Saturday, September 27, 2014
I have been reflecting on the message contained in the poem “The Perfect High” by Shel Silverstein. As he says at the end of the poem "Yes, Lord, it's always the same...old men or bright-eyed youth... It's always easier to sell 'em some shit than it is to tell them the truth." The fact is that I have gone through a great deal of internal work and have had to overcome numerous internal obstacles, with the result that I now live a simple life of peace and love. I readily admit that the path has not been easy or fun but the end result is beyond what I thought possible. I have noticed over and over that many people admire and are drawn to my way of life, but, at the same time, do not want to do the necessary work to achieve the same, so I also make them uncomfortable.
Friday, September 26, 2014
As I commented to Maria tonight “within our challenges, we have it pretty good”. What I meant was that, yes, we each have physical, emotional & spiritual problems or challenges, but we each meet those challenges with awareness, humility and willingness. We are very aware of our options, humble enough to ask for help, when needed and willing to take the necessary action. A person can’t do much better than that. For the most part, as is often the case with other people, the problems are pronounced enough to get our attention, but not insurmountable.
Thursday, September 25, 2014
In my recovery program, drinking is viewed by some as a very negative thing and not drinking is celebrated. I do not agree with drinking being negative since drinking or using drugs is a normal, though self-destructive, part of being an alcoholic or addict. I do consider it a miracle that several times a week I sit in rooms full of addicts and alcoholics who are not drinking or using. We are clearly the unusual ones, since we are not using or drinking, a testament to the power of love or God. Today I was in the company of an active alcoholic who was going into withdrawal, since he had not had a drink for several hours, a miserable feeling.

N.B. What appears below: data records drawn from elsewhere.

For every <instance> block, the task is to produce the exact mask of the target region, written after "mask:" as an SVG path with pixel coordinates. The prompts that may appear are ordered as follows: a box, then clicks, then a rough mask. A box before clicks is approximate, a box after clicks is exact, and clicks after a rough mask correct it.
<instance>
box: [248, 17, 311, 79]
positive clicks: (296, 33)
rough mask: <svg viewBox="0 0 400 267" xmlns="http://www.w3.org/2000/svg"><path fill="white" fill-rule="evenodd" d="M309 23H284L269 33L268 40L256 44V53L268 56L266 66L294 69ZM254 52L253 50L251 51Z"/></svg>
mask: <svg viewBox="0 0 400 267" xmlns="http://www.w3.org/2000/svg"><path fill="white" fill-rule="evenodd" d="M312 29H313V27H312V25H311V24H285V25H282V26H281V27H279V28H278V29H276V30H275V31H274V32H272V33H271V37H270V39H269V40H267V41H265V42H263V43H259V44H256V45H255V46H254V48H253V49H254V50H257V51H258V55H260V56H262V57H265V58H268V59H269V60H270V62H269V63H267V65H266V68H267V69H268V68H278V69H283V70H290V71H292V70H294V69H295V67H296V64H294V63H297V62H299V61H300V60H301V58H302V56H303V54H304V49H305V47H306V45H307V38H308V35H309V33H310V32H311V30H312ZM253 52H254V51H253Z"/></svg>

Wednesday, September 24, 2014
I had to chuckle a bit during the recovery meeting I attended today. The topic was “patience” and during the meeting, I reflected on the fact that several years ago I would lose patience with people who walked or talked slowly. At the present time the only people who walk more slowly than me are the very old or disabled and I don’t know anyone who talks slower than I do. I used to be impatient much of the time, and did not enjoy the feeling. My body has since taught me patience and I am more at peace as a result.

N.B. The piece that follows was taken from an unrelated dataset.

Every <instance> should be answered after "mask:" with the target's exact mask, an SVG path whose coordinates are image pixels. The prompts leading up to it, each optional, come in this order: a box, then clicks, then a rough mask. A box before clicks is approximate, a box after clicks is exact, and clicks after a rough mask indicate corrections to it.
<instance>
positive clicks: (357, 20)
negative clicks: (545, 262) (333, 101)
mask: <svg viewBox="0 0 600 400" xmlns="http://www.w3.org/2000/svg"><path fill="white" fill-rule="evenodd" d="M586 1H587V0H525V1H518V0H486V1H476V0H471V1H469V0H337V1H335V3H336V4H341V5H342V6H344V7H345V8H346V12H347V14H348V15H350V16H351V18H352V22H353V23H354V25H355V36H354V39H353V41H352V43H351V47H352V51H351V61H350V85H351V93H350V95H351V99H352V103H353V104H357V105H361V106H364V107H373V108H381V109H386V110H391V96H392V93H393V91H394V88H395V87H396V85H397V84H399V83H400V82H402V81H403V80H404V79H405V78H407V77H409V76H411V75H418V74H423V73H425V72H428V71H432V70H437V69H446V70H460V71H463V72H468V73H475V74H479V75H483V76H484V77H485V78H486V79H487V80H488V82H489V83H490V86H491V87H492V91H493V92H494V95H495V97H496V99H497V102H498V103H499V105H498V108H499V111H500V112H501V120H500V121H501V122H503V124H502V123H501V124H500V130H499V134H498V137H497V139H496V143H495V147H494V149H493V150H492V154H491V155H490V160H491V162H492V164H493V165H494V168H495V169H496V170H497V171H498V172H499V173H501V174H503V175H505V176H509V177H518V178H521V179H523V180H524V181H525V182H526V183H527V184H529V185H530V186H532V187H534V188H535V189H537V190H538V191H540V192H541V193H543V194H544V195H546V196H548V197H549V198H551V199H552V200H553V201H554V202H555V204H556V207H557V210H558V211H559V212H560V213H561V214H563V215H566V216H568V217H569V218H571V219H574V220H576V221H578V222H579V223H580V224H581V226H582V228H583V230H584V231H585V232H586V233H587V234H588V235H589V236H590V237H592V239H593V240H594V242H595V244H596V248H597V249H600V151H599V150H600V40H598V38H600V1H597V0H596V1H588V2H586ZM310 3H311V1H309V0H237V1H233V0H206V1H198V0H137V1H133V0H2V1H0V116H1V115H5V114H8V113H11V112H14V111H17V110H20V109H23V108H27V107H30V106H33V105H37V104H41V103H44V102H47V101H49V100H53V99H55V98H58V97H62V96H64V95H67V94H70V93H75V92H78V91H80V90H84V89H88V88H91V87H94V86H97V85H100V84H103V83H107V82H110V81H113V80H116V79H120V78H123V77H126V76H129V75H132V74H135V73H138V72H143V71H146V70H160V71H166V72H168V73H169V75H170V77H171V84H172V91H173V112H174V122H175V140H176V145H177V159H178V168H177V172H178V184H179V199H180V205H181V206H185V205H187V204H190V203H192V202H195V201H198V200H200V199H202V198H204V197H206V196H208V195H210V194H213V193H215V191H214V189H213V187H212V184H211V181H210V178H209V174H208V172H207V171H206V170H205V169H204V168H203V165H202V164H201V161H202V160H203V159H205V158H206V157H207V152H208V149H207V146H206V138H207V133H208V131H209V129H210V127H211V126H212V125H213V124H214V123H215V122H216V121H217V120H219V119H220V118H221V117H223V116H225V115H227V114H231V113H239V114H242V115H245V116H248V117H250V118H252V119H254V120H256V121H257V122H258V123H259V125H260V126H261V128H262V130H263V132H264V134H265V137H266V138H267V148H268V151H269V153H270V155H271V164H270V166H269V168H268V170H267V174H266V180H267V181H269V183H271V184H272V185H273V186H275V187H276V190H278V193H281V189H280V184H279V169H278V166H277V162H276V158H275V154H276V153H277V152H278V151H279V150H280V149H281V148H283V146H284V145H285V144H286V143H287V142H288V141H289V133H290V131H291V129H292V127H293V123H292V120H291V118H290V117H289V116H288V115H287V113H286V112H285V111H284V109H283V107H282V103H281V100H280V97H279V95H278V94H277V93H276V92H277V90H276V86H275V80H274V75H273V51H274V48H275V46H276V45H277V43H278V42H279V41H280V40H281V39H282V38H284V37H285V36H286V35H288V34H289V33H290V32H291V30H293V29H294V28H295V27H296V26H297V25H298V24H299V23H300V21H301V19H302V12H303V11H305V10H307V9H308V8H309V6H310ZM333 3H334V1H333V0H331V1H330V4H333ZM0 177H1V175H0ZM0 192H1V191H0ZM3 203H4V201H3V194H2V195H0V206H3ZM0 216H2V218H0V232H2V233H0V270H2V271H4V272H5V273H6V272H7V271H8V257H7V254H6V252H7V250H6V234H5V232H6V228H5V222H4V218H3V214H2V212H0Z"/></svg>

Tuesday, September 23, 2014
A day of relaxation and sorting. I did some exercising, went to a movie and did some computer work, but mainly I did a lot of meditation and contemplation, just siting and sorting. My main focus during sorting is asking myself if my recent actions were in harmony with the three questions I use; 1) would I do this in front of God, 2) is it really my responsibility, 3) will this increase the integrity of the universe. I just go through my recent actions and decide what future actions I need to take, based on the questions, using a loving approach, rather than guilt, shame and fear. In the past, I would emotionally hammer myself with guilt, shame and fear and there still are whispers of that, a small amount of that tendency still exists. For the most part, I just ask myself, fondly, if there is anything I would like to do differently or in addition.
Monday, September 22, 2014
I was reading an account of a dream I had a little over a year ago in which I, symbolically, go through a variety of life stages and finally get to a stage of being totally lost in a wilderness area, a symbolic statement of how I felt emotionally and spiritually. In the dream, I was only minimally uncomfortable with being lost. The main difference between then and now, is that now I am totally comfortable with being lost. I am clearly not in charge of where my own life is going. I am in charge of the actions I take today, my next step. As I said to Maria tonight “I know we own our house, but I feel like it is a rental”, a valid statement for the rest of my life as well..
Sunday, September 21, 2014
We exist within a world of dualities like pain versus pleasure, young versus old, pleasant versus unpleasant and we tend to place a higher value on one side over the other. That bias feels shortsighted to me. The fact is that both sides of any duality are equally valuable parts of the whole and each side contributes equally to the life process. I find it best to embrace both sides, while usually enjoying one more than the other.